I got a migraine after taking in too much in a day.

I read a lot in a day. I kind of have to, it’s an (healthy) addiction of mine.

Now, this isn’t some kind of boast. I don’t necessarily read the most intellectual stuff – 90% of all that I read is basketball-related – but this does mean that I’m wired to receive only useful and/or interesting content.

Bang for buck matters. And even if the point or format of your article is long-form in nature, the journey had better be an absorbing one.

And yet, there are some avenues, which are supposed to be enlightening, that increasingly end in utter disappointment. I recently attended a few panel discussions at a large conference that left me with several instances of rolled eyes and lots of muttering under my breath.

I don’t think I’ve spent 1.5 hours so wastefully since my NS days. Luckily, my ticket was free.

The panels were an abhorrent mix of Captain Obvious’ greatest hits and a multitude of PR messaging*. I go to these things to learn, but I did. not. get. a. single. piece. of. useful. information.

(*PR messaging is basically what communications departments tell their spokespeople to push when they’re on stage: stuff like key stats and figures, and one or two key pointers such as “champion data sharing” or “emphasize our community development efforts”)

You don’t have to be Steve Ballmer-levels of entertaining, but I wouldn’t mind it.

It was like being in a one-way conversation in which I was just a receptacle for gibberish. And maybe it’s just me, but I actually have a physical reaction to an overload of this kind of crap – I got a headache that night, and I at least partially attribute it to the frustration I felt.

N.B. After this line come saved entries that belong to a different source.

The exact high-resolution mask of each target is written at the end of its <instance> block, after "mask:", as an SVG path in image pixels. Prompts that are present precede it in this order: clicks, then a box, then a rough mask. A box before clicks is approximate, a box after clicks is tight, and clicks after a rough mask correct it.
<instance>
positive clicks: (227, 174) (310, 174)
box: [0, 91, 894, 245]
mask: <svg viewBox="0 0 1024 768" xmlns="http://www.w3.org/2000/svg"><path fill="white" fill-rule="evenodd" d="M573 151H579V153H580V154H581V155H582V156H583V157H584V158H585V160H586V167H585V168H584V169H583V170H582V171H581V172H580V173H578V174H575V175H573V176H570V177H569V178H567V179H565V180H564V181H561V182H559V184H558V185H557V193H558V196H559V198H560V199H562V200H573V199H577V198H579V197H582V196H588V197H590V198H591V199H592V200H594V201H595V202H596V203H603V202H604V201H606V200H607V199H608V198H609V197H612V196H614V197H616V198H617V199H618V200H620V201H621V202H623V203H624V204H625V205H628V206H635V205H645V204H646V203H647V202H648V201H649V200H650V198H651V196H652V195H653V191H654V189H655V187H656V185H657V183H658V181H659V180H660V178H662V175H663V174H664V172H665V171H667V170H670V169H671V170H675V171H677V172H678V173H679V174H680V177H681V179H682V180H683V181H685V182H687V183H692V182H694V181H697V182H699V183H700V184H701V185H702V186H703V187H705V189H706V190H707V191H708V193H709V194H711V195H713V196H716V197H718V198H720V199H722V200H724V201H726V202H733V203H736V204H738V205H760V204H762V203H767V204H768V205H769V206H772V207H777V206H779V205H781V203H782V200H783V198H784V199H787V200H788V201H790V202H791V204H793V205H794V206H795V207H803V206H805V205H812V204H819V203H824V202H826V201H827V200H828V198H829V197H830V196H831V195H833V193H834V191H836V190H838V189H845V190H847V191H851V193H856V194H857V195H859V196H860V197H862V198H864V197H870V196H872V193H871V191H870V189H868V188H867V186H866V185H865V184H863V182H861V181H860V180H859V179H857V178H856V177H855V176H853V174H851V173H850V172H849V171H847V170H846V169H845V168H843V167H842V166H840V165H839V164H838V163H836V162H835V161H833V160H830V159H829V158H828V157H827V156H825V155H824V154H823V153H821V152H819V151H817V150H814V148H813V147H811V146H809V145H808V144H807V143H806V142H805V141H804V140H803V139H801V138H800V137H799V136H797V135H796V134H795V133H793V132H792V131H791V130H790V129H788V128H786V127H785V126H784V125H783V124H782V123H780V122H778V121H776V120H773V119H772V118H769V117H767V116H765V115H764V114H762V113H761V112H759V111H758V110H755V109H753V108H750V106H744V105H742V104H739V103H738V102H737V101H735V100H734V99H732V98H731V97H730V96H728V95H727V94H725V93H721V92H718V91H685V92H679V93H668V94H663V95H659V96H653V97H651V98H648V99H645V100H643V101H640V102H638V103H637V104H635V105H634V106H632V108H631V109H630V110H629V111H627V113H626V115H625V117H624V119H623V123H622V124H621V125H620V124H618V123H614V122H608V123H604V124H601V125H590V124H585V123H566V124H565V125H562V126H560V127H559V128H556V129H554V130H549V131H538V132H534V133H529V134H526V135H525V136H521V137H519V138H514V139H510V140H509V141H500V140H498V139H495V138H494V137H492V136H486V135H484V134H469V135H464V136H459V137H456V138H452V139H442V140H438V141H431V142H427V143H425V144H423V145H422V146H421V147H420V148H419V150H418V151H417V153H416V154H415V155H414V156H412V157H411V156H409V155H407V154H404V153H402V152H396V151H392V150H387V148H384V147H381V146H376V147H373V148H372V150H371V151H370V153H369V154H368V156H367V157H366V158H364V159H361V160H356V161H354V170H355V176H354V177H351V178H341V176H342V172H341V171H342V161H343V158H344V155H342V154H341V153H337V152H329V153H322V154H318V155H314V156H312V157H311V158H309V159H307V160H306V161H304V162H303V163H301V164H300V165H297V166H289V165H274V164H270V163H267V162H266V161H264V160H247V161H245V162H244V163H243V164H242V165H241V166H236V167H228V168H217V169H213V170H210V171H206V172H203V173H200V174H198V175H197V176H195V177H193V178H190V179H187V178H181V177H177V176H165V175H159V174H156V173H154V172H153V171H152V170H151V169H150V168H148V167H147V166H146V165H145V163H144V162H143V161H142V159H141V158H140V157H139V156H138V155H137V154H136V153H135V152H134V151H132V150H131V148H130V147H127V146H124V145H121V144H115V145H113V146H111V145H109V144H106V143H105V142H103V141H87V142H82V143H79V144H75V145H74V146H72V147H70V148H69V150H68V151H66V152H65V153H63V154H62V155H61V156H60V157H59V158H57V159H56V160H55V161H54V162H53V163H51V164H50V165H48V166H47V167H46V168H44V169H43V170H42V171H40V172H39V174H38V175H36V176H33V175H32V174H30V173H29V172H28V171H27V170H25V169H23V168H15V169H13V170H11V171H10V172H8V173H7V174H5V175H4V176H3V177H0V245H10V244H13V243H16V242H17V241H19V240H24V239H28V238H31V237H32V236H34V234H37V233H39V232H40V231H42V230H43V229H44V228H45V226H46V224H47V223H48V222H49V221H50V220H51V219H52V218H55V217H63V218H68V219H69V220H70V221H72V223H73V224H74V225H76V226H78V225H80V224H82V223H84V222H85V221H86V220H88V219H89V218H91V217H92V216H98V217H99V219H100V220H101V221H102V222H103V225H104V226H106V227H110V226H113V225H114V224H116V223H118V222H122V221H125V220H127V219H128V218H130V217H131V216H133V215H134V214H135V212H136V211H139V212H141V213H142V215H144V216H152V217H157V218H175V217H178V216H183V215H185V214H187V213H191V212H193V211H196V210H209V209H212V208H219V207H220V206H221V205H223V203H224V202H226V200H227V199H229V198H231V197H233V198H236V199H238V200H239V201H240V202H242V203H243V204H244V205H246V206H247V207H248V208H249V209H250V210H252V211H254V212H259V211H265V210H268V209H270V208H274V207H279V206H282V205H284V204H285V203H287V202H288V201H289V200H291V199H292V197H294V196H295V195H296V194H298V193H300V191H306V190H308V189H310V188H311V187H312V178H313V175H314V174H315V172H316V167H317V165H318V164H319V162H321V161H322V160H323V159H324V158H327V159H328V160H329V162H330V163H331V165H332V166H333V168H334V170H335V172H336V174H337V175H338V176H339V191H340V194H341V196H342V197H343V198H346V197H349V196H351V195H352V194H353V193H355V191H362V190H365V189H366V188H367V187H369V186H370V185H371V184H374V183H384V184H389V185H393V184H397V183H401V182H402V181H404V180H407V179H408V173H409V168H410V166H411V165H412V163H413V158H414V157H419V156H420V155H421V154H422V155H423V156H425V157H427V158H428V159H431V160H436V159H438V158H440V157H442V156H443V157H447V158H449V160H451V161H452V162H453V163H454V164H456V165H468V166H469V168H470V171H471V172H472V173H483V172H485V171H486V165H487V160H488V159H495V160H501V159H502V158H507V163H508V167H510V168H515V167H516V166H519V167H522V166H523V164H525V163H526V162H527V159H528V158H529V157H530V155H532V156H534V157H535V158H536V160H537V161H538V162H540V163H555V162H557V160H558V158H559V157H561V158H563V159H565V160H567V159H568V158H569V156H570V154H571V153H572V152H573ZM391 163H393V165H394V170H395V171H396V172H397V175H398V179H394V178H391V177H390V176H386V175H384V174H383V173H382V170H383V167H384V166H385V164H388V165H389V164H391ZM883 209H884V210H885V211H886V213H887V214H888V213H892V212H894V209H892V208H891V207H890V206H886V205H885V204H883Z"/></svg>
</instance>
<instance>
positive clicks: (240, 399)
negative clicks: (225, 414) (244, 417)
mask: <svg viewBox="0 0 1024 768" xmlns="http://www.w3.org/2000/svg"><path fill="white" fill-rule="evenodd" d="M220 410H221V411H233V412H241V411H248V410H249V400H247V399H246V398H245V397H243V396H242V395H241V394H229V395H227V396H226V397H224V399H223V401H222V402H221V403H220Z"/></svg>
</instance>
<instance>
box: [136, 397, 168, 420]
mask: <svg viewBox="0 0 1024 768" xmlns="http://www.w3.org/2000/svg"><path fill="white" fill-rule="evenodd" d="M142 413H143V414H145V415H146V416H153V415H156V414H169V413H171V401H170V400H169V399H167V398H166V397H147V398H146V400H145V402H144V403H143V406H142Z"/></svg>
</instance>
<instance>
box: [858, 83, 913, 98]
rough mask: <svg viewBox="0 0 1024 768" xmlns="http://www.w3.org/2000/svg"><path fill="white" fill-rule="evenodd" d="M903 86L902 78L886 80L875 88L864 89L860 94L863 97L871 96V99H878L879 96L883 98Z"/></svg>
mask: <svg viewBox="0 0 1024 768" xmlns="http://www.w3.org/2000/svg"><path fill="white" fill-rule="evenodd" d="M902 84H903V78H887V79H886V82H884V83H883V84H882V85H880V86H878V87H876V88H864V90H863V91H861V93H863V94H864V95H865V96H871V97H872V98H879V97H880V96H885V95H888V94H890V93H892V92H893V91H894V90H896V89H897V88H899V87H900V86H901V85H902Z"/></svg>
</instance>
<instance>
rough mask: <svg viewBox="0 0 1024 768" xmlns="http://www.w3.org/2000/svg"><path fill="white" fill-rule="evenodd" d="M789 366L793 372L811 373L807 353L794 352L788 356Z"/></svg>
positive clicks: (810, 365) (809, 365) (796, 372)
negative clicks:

I feel that the best learning opportunities are those in which you are an active participant. Conversation-making ability is incredibly valuable – it gets the other party involved.

And although you might say that that doesn’t apply to panel discussions or keynotes, I’d argue that it does, because in either case, there’s an audience. And a quick Google search for public speaking tips will always bring up the pointer that it’s all about the audience. You may be doing all the talking, but the content is for them.

There’s a greater onus on the speaker(s) to not talk out of their ass or just vomit out stats and figures. I can look those up on a computer on my own.


People need to think about what they want to say before they go out and do it. It has to be useful or at least entertaining, because even going neutral is a failure by default – the audience’s time would have been wasted.

Speaking isn’t easy – I wish I could do it better, myself. But I hope people come to realize that just having an agreeable accent or subject matter knowledge isn’t enough; if they aren’t sharing anything useful, it’s a bad talk.

And I really don’t need more headaches in my life.